The report, titled, “Break Their Lineage, Break Their Roots,” details the CCP’s horrors in Xinjiang against Uighurs and other Turkic Muslims. The report gets its name from the ominous words used by Chinese religious affairs officials, revealing a premeditated plan to subdue the Uighur minorities: “Break their lineage, break their roots, break their connections, and break their origins. Completely shovel up the roots of ‘two-faced people,’ dig them out, and vow to fight these two-faced people until the end.”
The CCP’s persecution of ethnic minorities in Xinjiang gained steam in 2014 when the Communist government launched the “Strike Hard Campaign against Violent Terrorism.” Since then, the CCP has engaged in systematic oppression under the pretext of the goal of “Sinicization” of the largely Muslim province under the professed desire for “stability.”
Human Rights Watch details specific crimes against humanity to include “imprisonment or other deprivation of liberty in violation of international law; persecution of an identifiable ethnic or religious group; enforced disappearance; torture; murder; and alleged inhumane acts intentionally causing great suffering or serious injury to mental or physical health, notably forced labor and sexual violence.”
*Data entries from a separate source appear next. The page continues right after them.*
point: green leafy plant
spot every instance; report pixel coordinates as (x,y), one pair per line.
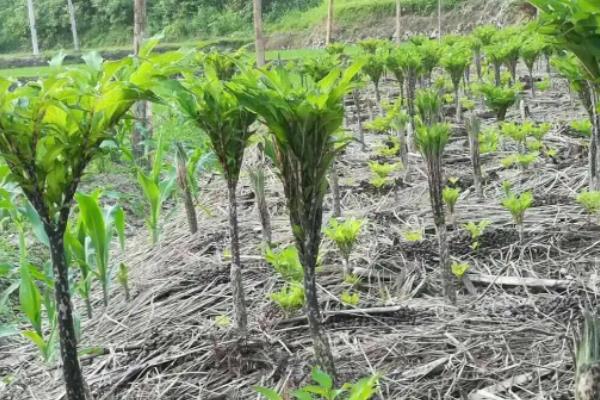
(590,201)
(123,279)
(323,388)
(412,235)
(488,141)
(476,230)
(350,299)
(344,235)
(460,269)
(290,297)
(517,205)
(156,190)
(587,373)
(543,85)
(582,127)
(50,131)
(286,263)
(219,113)
(450,196)
(431,141)
(304,117)
(382,172)
(456,60)
(498,99)
(531,50)
(100,226)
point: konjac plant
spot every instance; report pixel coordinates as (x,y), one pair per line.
(227,123)
(304,117)
(50,131)
(574,26)
(431,141)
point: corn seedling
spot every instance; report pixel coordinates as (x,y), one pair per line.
(382,172)
(286,263)
(389,148)
(352,280)
(431,141)
(428,107)
(227,123)
(304,116)
(473,126)
(543,85)
(123,279)
(100,226)
(531,50)
(582,126)
(587,373)
(350,299)
(258,182)
(455,61)
(290,297)
(344,235)
(517,206)
(185,185)
(156,190)
(488,141)
(323,389)
(450,196)
(590,201)
(476,230)
(460,269)
(71,130)
(498,98)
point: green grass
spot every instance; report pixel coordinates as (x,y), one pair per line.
(27,72)
(351,12)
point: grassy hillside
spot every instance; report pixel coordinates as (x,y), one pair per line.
(350,12)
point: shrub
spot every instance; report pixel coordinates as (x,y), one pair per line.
(498,98)
(590,200)
(286,263)
(290,297)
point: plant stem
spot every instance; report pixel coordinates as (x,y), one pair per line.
(335,191)
(73,377)
(237,288)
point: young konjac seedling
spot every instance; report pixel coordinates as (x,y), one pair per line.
(304,117)
(517,206)
(382,172)
(450,196)
(476,230)
(590,200)
(344,235)
(587,374)
(498,98)
(208,104)
(431,141)
(323,389)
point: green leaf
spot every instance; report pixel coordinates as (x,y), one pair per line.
(267,393)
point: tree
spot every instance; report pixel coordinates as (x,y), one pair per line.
(49,132)
(575,26)
(455,61)
(398,35)
(142,109)
(304,117)
(329,33)
(73,20)
(431,141)
(258,33)
(32,28)
(227,124)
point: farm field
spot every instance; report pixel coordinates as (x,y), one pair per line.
(396,220)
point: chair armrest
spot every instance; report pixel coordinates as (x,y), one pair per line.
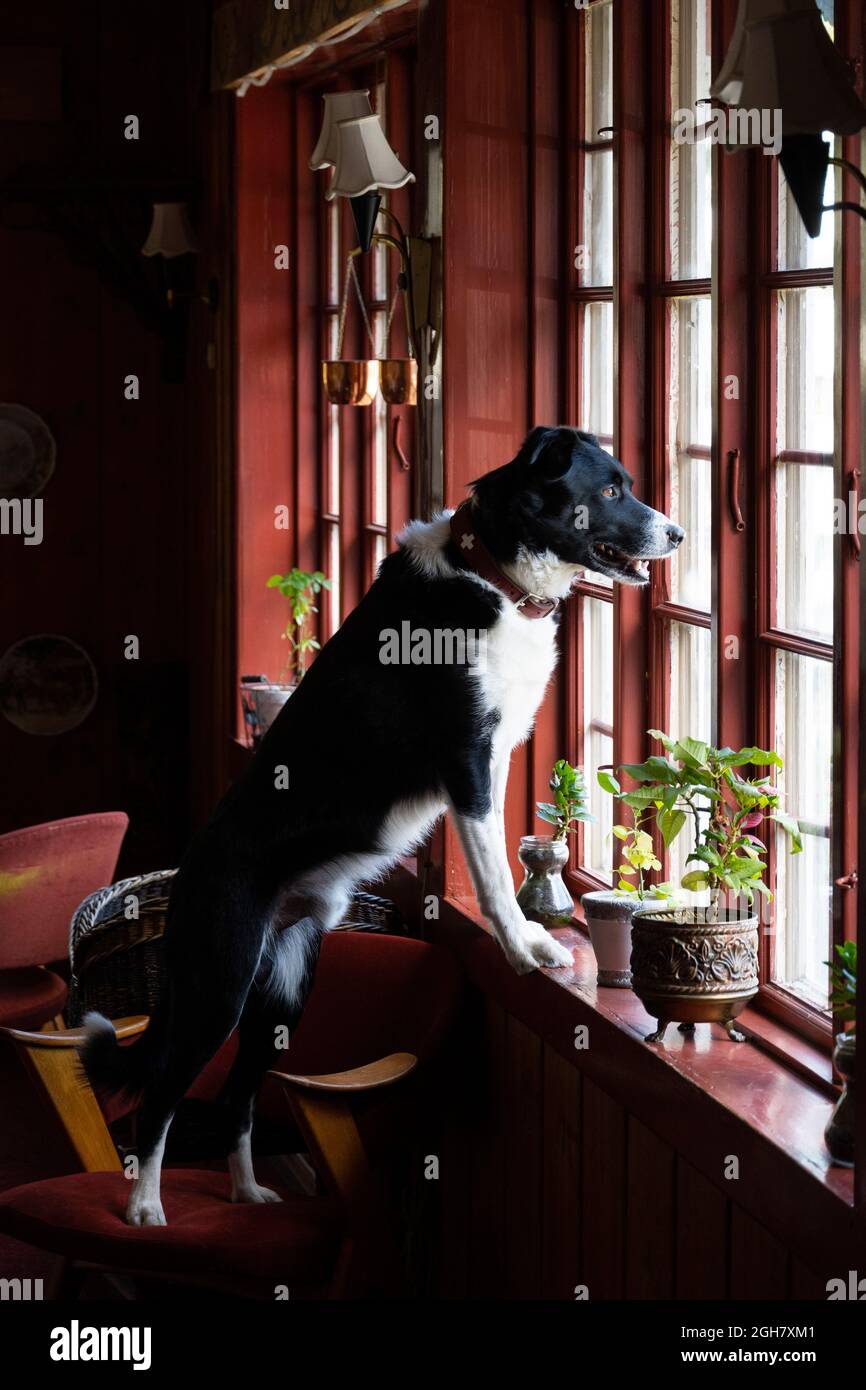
(72,1037)
(385,1072)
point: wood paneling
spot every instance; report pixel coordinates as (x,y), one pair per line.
(549,1186)
(759,1261)
(651,1215)
(560,1178)
(603,1178)
(702,1222)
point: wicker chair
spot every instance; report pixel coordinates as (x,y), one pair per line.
(117,951)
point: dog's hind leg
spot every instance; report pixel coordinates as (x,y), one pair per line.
(275,1001)
(191,1050)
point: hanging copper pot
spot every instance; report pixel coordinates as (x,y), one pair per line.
(399,381)
(350,382)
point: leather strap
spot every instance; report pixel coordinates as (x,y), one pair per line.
(476,556)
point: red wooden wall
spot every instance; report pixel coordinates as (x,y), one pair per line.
(123,513)
(502,313)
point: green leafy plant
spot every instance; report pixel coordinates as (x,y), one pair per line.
(300,588)
(844,982)
(701,783)
(638,852)
(569,802)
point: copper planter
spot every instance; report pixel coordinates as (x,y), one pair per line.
(399,381)
(350,382)
(688,969)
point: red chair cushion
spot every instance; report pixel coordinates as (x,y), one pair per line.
(207,1236)
(29,997)
(46,872)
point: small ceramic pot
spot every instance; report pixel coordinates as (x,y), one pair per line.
(262,704)
(609,925)
(692,968)
(542,895)
(838,1136)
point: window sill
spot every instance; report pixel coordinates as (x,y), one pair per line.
(708,1097)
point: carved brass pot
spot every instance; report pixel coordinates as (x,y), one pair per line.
(690,968)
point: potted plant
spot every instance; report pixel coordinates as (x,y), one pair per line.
(609,912)
(838,1136)
(701,963)
(542,895)
(262,698)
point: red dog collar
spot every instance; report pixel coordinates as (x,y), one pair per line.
(477,558)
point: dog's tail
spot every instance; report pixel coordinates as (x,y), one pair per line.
(121,1069)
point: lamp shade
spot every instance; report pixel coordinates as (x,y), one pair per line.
(339,106)
(364,160)
(783,59)
(170,231)
(804,161)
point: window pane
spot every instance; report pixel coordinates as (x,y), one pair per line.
(690,185)
(804,737)
(378,509)
(688,448)
(597,370)
(598,730)
(691,673)
(597,382)
(805,370)
(804,556)
(598,70)
(332,427)
(597,228)
(332,573)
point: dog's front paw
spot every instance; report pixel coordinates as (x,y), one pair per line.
(521,962)
(253,1193)
(145,1211)
(544,948)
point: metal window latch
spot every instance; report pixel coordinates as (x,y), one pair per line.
(854,489)
(733,458)
(848,880)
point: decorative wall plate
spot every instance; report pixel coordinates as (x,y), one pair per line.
(47,684)
(27,452)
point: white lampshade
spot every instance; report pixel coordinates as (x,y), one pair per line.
(339,106)
(364,160)
(170,231)
(783,59)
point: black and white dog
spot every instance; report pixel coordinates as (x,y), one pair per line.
(380,738)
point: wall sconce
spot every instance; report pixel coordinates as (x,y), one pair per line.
(781,59)
(353,142)
(171,239)
(339,106)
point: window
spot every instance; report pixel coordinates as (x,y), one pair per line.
(744,620)
(591,334)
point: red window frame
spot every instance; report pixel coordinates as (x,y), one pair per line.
(742,288)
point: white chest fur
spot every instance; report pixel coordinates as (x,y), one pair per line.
(520,659)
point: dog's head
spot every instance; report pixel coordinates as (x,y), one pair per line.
(563,494)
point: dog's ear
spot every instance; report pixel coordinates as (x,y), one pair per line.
(548,451)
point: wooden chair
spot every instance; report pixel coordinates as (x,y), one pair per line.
(337,1246)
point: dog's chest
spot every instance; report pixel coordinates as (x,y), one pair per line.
(520,656)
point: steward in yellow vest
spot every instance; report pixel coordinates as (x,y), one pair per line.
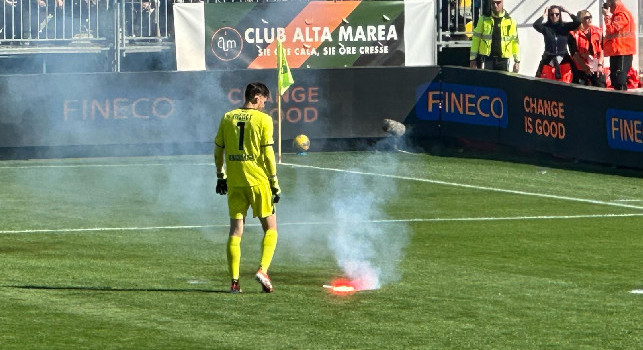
(495,40)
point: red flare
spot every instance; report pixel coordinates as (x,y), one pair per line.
(341,286)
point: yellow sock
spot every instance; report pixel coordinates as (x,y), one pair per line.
(268,249)
(234,256)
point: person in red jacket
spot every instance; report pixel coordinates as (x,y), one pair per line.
(586,48)
(619,43)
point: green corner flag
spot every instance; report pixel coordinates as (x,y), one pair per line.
(284,77)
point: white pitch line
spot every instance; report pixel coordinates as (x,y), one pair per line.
(383,221)
(102,165)
(476,187)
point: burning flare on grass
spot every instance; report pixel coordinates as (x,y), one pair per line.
(342,286)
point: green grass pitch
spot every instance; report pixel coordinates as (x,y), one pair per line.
(129,253)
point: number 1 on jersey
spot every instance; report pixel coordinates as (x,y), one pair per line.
(241,126)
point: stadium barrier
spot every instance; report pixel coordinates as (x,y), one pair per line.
(111,110)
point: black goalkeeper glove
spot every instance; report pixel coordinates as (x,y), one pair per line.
(222,186)
(274,187)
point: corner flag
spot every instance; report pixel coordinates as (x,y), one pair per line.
(284,77)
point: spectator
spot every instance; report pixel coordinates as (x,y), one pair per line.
(555,32)
(620,41)
(586,49)
(495,40)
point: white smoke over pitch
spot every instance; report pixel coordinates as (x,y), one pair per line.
(367,252)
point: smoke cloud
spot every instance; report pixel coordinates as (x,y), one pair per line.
(367,250)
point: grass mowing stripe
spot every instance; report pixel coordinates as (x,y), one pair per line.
(540,217)
(475,187)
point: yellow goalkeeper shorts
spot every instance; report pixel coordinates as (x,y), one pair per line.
(258,197)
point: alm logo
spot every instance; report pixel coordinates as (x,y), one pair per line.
(226,44)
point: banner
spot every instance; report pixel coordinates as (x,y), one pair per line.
(315,34)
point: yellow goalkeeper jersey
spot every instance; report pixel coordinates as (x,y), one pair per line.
(245,135)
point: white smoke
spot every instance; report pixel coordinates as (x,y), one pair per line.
(367,250)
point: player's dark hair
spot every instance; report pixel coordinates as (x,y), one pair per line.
(254,89)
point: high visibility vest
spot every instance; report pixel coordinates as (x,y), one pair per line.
(620,33)
(583,44)
(481,42)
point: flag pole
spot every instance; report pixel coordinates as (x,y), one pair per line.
(284,80)
(278,125)
(279,58)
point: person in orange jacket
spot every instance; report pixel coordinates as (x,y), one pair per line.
(619,43)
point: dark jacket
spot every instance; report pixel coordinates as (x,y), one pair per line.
(556,34)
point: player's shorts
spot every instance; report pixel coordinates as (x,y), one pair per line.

READ: ‘Architects of a genocide’: Independent report condemns China’s treatment of Uighur Muslims
In order to “establish the facts, identify the perpetrators, and make recommendations to provide accountability,” the report called for a United Nations commission of inquiry (COI). Human Rights Watch envisions that the COI “should be comprised of eminent persons, including experts in international human rights law, crimes against humanity, the rights of ethnic and religious minorities, and gender issues.” Countries are also urged to take action individually by sanctioning CCP officials who perpetrated the crimes against humanity in Xinjiang.
“It’s increasingly clear that Chinese government policies and practices against the Turkic Muslim population in Xinjiang meet the standard for crimes against humanity under international criminal law,” said Beth Van Schaack, a faculty affiliate at the Stanford Center for Human Rights & International Justice, according to the Catholic News Agency.
Live Action News has reported on the Chinese government’s concentration camps and the stories of survivors whose stories are reminiscent of Holocaust survivors, including food deprivation, torture, overcrowding, and solitary confinement. Another key element of the Chinese government’s efforts has been forcing women to use birth control, be sterilized, and undergo abortions against their will. In January, the Chinese embassy in the U.S. tweeted that “the process of eradicating extremism” had meant that “the minds of Uighur women in Xinjiang were emancipated and gender equality and reproductive health were promoted.”